Pare por um momento e pense em como o senhor tem reagido ao bafo quente das sanções comerciais no seu cangote. Na última semana, compartilhou um vídeo fraudulento dizendo que a Amazônia não está pegando fogo. O vídeo foi bancado por um empresário multado por trabalho escravo e contém pérolas como mico-leão-dourado na Amazônia (deve ter sido para agradar ao Fábio Faria, que disse que 87% da Amazônia é Mata Atlântica). Antes disso, declarou numa entrevista que faltou dinheiro para combater o desmatamento (falso: só o Ibama tem cerca de R$ 100 milhões em recursos financeiros do Fundo Amazônia e da Lava Jato que poderiam ser usados imediatamente), que o Inpe “se ressente de maior capacidade de análise” (falso: o Inpe já utiliza inclusive radar em áreas críticas da Amazônia, mas os alertas feitos pelo instituto não têm tido resposta da fiscalização) e que o país tem a necessidade inadiável de torrar R$ 145 milhões em imagens de radar porque quem as fornece hoje é o Japão e, sei lá, vai que a gente entra em guerra com eles de novo, né?

O senhor tem trombeteado a cascata pseudocientífica de que “90% das queimadas estão na área já humanizada (sic)” da Amazônia. Errado, general. Apenas olhe o mapa do dashboard amazônico da Nasa: cerca de metade das queimadas estão em áreas recém-desmatadas. É um escárnio com a comunidade científica nacional e uma ofensa à inteligência o fato de o governo ter o todo Inpe à disposição, com dezenas de cientistas e 45 anos de conhecimento acumulado sobre sensoriamento remoto da floresta, e escolher se informar por meio de um único técnico – um prestidigitador que tem ampla rejeição de seus pares. Negar a existência de queimadas causadas por eleitores de Jair Bolsonaro que derrubam a floresta embalados pelo discurso de Jair Bolsonaro não evitará um incêndio sequer. Nem manterá um dólar de investimento em empresas brasileiras.

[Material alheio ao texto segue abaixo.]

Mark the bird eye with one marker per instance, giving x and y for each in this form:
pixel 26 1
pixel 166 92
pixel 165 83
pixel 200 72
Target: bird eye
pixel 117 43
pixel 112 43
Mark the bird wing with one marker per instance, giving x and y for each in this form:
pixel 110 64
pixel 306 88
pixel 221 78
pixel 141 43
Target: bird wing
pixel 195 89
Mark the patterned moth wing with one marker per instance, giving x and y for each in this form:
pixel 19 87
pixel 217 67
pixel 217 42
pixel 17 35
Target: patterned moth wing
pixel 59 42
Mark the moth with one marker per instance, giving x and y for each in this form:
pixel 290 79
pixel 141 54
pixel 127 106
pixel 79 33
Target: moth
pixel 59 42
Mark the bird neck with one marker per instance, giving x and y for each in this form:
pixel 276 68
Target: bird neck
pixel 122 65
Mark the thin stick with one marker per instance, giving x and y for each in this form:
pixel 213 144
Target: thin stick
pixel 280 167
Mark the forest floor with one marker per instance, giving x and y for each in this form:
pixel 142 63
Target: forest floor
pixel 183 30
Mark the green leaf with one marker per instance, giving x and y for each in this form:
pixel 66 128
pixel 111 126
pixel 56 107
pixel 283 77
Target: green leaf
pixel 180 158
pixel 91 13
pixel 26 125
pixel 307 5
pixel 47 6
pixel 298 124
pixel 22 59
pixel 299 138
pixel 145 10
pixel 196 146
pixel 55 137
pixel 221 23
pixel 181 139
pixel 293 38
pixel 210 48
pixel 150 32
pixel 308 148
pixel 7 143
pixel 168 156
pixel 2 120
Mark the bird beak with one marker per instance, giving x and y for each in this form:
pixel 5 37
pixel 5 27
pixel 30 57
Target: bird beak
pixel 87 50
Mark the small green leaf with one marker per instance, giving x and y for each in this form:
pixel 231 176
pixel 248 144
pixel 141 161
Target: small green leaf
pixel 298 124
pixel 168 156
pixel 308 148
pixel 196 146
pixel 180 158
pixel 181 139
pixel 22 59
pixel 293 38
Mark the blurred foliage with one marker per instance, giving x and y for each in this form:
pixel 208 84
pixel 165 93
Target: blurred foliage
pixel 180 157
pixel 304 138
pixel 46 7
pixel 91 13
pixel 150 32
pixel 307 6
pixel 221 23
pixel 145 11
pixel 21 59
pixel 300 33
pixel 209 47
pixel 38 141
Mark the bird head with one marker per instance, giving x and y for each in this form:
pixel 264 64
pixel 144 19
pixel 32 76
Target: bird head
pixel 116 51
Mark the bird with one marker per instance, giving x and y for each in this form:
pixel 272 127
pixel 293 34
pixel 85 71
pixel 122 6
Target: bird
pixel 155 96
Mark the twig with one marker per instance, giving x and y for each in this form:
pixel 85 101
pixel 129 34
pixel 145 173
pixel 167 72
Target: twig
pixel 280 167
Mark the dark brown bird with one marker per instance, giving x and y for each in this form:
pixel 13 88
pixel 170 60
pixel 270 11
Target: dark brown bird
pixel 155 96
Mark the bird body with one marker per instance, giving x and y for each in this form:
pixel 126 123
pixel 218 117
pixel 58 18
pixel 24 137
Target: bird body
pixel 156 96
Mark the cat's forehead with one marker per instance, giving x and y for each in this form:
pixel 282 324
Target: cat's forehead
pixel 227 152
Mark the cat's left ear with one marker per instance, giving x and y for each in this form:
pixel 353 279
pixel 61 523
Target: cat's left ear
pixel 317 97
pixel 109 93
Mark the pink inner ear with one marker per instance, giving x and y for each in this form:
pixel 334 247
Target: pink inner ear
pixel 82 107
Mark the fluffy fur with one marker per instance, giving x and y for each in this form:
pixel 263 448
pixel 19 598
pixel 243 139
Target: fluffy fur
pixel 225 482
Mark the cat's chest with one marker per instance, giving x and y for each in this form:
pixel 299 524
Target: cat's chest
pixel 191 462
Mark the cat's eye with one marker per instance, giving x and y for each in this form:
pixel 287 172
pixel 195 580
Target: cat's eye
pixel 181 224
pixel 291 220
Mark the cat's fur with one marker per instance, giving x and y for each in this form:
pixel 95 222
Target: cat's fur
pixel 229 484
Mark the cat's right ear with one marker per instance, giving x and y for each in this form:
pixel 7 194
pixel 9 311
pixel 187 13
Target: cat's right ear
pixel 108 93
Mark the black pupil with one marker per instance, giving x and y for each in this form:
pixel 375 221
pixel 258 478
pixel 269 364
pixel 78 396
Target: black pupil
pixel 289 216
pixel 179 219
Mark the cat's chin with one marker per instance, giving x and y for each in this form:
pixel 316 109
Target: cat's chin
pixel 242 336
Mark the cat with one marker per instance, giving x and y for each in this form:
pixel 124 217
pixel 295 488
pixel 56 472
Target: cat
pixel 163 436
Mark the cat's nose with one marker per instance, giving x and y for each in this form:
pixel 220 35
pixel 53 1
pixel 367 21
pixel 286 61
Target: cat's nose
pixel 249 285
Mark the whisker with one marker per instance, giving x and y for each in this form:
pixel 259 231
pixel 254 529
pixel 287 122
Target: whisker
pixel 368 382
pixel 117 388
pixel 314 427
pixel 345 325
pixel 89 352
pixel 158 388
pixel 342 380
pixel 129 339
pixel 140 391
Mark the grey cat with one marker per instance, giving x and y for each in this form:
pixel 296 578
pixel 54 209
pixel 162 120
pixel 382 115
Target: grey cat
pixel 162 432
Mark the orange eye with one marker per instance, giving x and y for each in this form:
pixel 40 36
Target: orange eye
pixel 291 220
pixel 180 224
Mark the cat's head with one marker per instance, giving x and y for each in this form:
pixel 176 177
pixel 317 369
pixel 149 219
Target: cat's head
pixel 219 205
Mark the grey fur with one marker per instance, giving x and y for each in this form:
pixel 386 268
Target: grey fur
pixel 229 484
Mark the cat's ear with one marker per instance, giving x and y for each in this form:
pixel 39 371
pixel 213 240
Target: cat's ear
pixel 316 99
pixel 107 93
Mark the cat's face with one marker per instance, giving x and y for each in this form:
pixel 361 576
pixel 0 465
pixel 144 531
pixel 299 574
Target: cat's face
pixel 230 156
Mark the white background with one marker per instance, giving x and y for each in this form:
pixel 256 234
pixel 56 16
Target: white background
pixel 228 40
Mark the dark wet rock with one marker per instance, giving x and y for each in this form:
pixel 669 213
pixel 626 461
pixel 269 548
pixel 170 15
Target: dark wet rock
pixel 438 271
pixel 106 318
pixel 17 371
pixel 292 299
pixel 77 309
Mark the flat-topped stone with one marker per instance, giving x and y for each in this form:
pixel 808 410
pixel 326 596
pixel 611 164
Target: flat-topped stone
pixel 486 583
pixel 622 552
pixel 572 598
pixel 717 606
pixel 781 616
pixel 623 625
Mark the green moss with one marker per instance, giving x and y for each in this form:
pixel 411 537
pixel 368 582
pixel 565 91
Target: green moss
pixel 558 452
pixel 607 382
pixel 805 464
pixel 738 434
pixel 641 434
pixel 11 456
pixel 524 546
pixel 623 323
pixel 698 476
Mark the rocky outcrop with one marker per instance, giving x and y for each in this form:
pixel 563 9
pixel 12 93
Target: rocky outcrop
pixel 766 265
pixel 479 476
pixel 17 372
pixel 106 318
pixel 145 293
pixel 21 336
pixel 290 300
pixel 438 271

O senhor também tem defendido o projeto que libera garimpo em terras indígenas, sob a argumentação falsa – e já desmentida pelos caciques mundurukus, por exemplo – de que esse é o desejo dos índios. O único efeito desse discurso é estimular quem invade terras indígenas para desmatar, garimpar e matar. Igualmente falsa é a alegação de que a tal “regularização fundiária” que o senhor tem defendido como a panaceia da Amazônia seja uma solução para a crise ambiental. Primeiramente, há que desconfiar da intenção, já que em todo o ano de 2019 o seu governo regularizou – literalmente – meia-dúzia de propriedades rurais (contra uma média anual de 3.900 nos últimos dez anos). Depois, o Brasil já reduziu o desmatamento em 83% sem necessidade de mexer na lei de terras. General, o senhor não precisa bater continência para grileiros. Como amazônida, sabe bem que tudo o que o crime ambiental precisa é de uma expectativa de anistia. E o PL da “regularização” dá isso de bandeja.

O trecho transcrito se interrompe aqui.